Wednesday, September 13, 2017

Lord of the flies

I hate whole bananas. I will eat them if they are blended into a smoothie or baked into a bread but the texture of them is awful. I want to like them. They are cheap and really portable and apparently chock full of good things for you.  Every couple of years I try to convince myself that I have grown as a person and that maybe just maybe I can eat one whole. This always ends in me gagging two bites in and muscling through with quivering chin much to the delight of my children.
With that being said only primate houses purchase more bananas then I do in a week. They are a hot commodity at our house and I am happy to chuck those nasty buggers in my cart and then never pay attention to them again.
A few weeks ago for some unknown reason there were 2 bunches of bananas that weren't eaten. Old Man Myers declared that he would be making banana bread. Observe how he didn't ask me to make banana bread but made a declarative statement. I went about my day  basking in how glorious my spouse is that not only does he help with the household chores but that he was going to bake as well.
As you know I have the attention span of a goldfish and as soon as the conversation was over I had nearly forgotten that it happened. Big mistake. Three days later those same bananas were still in the cupboard but instead of a happy shade of yellow they were a disturbing hue of black. I checked in with him about the promise of banana bread and again received a yes I am going to make that. You can then imagine my horror when another 2 days passed and the same bananas were there. Realizing that I had been punked out I picked them up to throw them out. That is when I was accosted by at least 6 million fruit flies.

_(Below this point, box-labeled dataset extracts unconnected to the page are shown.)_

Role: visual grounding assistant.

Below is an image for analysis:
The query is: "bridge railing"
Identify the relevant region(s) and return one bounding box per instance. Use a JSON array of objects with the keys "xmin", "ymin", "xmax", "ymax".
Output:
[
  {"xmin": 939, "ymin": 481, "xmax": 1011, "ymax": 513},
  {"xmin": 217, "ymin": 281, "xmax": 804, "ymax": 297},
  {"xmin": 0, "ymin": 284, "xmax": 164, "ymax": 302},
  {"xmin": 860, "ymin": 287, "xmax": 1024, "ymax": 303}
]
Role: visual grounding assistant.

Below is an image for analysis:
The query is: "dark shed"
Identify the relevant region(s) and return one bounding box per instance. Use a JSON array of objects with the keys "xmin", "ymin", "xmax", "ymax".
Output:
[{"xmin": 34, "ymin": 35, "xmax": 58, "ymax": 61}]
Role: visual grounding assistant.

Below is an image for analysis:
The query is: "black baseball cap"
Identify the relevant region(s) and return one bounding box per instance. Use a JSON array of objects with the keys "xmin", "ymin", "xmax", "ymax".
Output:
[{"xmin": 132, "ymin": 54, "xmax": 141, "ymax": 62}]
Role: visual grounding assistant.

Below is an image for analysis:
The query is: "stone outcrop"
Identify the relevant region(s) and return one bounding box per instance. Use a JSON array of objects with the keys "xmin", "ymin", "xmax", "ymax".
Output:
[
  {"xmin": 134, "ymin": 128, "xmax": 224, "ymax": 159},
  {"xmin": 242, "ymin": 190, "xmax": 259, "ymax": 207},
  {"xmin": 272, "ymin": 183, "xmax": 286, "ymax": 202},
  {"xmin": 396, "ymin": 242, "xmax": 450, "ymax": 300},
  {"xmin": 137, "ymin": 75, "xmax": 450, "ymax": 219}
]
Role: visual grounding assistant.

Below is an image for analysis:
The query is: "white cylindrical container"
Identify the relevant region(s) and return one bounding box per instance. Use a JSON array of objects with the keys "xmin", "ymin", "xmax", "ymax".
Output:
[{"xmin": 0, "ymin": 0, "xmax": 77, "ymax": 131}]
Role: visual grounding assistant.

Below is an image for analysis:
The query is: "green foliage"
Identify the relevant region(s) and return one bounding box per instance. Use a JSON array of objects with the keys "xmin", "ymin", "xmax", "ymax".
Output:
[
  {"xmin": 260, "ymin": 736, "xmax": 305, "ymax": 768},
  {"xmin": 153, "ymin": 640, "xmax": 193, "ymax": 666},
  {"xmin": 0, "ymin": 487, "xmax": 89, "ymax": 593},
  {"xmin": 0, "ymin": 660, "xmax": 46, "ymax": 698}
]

I have never had to deal with fruit flies and as luck would have it my first encounter is with a dadgum infestation. We have tried everything. Old Man Myers bought fogging spray to kill them. I thought it was over kill and teased him that he was bringing a gun to a knife fight. Turns out he didn't. Even though I sacrificed being out of my house for three hours and having to rewash every dish in the cupboard and wiping down every surface it didn't work. Then I bought these traps at the  walmart and figured that that would do the trick. In a show of defiance all those little creeps did was sit on the top of the trap never actually going in. Then I went on the old interweb and asked how to make my own traps since obviously the ones I bought were made of substandard material. It suggested cider vinegar in the bottom of a jar. You know what that did. Made my kitchen smell like vinegar and made me the laughing stock of the fly community for being so naive. I then went and watched a tutorial on youtube just in case I had somehow not fully understood the inner workings of  how to pour liquid into a vessel. They suggested making a cone out of paper and that if I was serious that instead of fruit or vinegar making a solution of yeast and sugar. Desperate I agreed. This was an unmitigated disaster as I underestimated the growing power of yeast and it quickly saturated my cone thus rendering it useless. With none of the traps working I have taken to flapping my arms in the air and then trying to smash them between my giant neanderthal hands. I know what I am doing but I am sure to the outside world it must look like I have lost my everloving mind as I am swinging my ape arms and clapping with reckless abandon.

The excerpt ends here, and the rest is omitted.